9番もいい演奏だ。シュテンツ盤も9番はよかった。
不満は2番”復活”。最後のクライマックスは、パイプオルガンの重低音がほとんど聴こえない。8番はあれほど派手に鳴っているのにどうゆうことなのか不可解。2番”復活”の演奏そのものはとてもいいのだが...。
マーラーのBoxセットを買うなら、このギーレン盤かステンツ盤を勧める。

それで、ブルックナーのBoxセットも発売されていたので、これも半額近い中古盤で入手できた。
演奏団体、レーベル等はマーラーと同じ。
SWR 》MUSIC SWR19014CD 10CD (P)1968-2013、(C)2016 NAXOS 。

録音年はばらばら。過去の録音を集めたものだ。
収録年。
1番(2009年)、2番(1968年)、3番(1999年)、4番(1994年)、5番(1988-89年)、6番(2001年)、7番(1986年)、8番(2007年)、9番(2013年)

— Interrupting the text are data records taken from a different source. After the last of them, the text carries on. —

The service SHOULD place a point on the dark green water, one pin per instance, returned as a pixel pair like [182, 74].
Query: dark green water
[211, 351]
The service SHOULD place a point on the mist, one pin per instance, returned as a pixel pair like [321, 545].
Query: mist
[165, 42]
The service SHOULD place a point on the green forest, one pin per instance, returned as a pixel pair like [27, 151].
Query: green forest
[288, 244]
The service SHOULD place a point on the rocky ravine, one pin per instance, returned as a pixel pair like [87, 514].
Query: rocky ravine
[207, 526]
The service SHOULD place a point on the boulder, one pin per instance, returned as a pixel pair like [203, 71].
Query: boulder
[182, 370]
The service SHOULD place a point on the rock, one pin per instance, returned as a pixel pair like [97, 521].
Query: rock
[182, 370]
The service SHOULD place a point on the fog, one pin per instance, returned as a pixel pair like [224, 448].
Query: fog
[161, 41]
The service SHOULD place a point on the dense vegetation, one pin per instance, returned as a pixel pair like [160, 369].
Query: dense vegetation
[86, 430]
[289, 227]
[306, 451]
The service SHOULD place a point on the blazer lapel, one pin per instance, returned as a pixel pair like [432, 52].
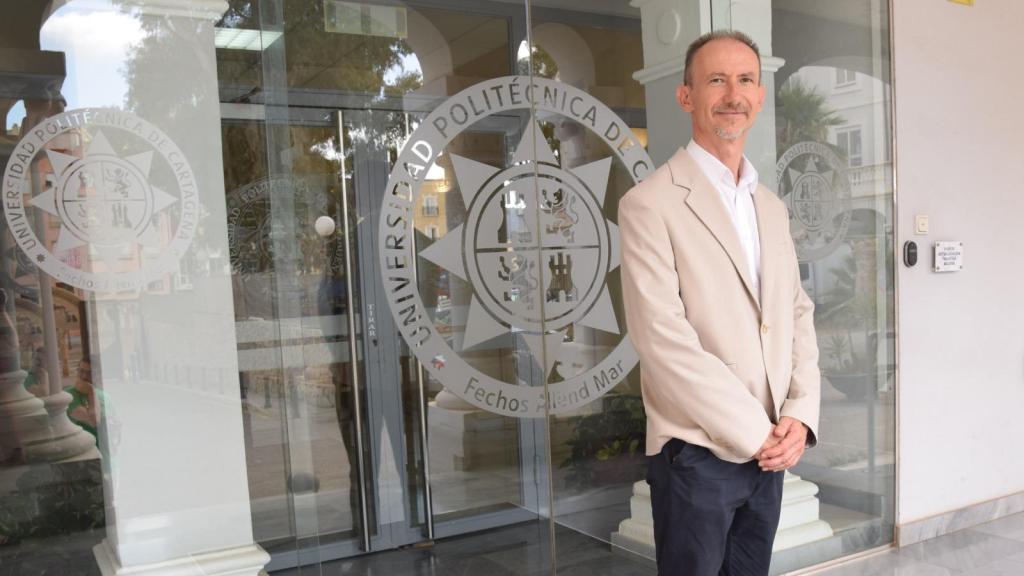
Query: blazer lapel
[768, 244]
[705, 201]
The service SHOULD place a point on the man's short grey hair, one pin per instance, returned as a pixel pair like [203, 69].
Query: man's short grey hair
[718, 35]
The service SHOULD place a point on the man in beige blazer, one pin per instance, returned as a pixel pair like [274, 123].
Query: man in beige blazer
[725, 333]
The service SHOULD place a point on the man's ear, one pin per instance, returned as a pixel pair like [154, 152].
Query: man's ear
[683, 97]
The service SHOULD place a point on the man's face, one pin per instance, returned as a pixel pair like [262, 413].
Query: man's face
[724, 96]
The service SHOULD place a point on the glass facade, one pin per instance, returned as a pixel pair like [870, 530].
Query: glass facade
[290, 282]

 3番は2nd Version 1876/77、4番は1874年第1稿、8番は1887年第1稿、それから2番は1887年ハース版。
 ギーレンのブルックナーは、マーラーほど成功していない。

 いいのは6番と9番。第1稿の8番もいい。S・ヤング盤もよかったが、このギーレン盤も楽しめる。第2楽章のテンポが遅めでいい味を出している。第1稿の4番もまあまあだ。これはS・ヤング盤の方がいい。5番は全然だめだ。第3楽章までは平均的なテンポだが、肝心の第4楽章は20分40秒で早すぎる。明らかに、曲を理解できてない。
ブルックナーのBoxセットとしては勧められない。

勢いでベートーベンの交響曲全集も買った。

これも演奏団体は同じ。
SWR 》MUSIC SWR hanssler Classic CD 93.285 録音年:1997-2000
9番のソリスト:Renate Behle(S),Yvonne Naef(Alt),Glenn Winslade(T),Hanno Muller=Brachmann(B)
合唱:ベルリン放送cho。

1番、4番、5番、7番、8番はいい。7番は名演だ。2番は力みすぎ。3番”英雄”テンポが速すぎる。6番”田園”は第1楽章のテンポが速すぎ。2楽章以降はとてもいい。1楽章のテンポは残念。第9番は、1,4楽章のテンポが速い。2,3楽章は普通のテンポ。1,4楽章のテンポについていければ十分楽しめる。録音がとてもいい。
以上。

 中央のCD。
マーラーの”子供の不思議な角笛” 14曲
フィリップ・ヘルヴェヘ
エリゼ宮管弦楽団
Sarah Connolly(Ms)
Dietrich Henschel(Br)
Harmonia mundi HMC 901920 (P)2006

フィリップ・ヘルヴェヘのCDはいくつか持っているが、このCDは全く見当がつかなかった。
 大当たりだった!。オーケストラ、ソリスト録音、3拍子揃っている。こうゆうCDに当たるとラッキーだ。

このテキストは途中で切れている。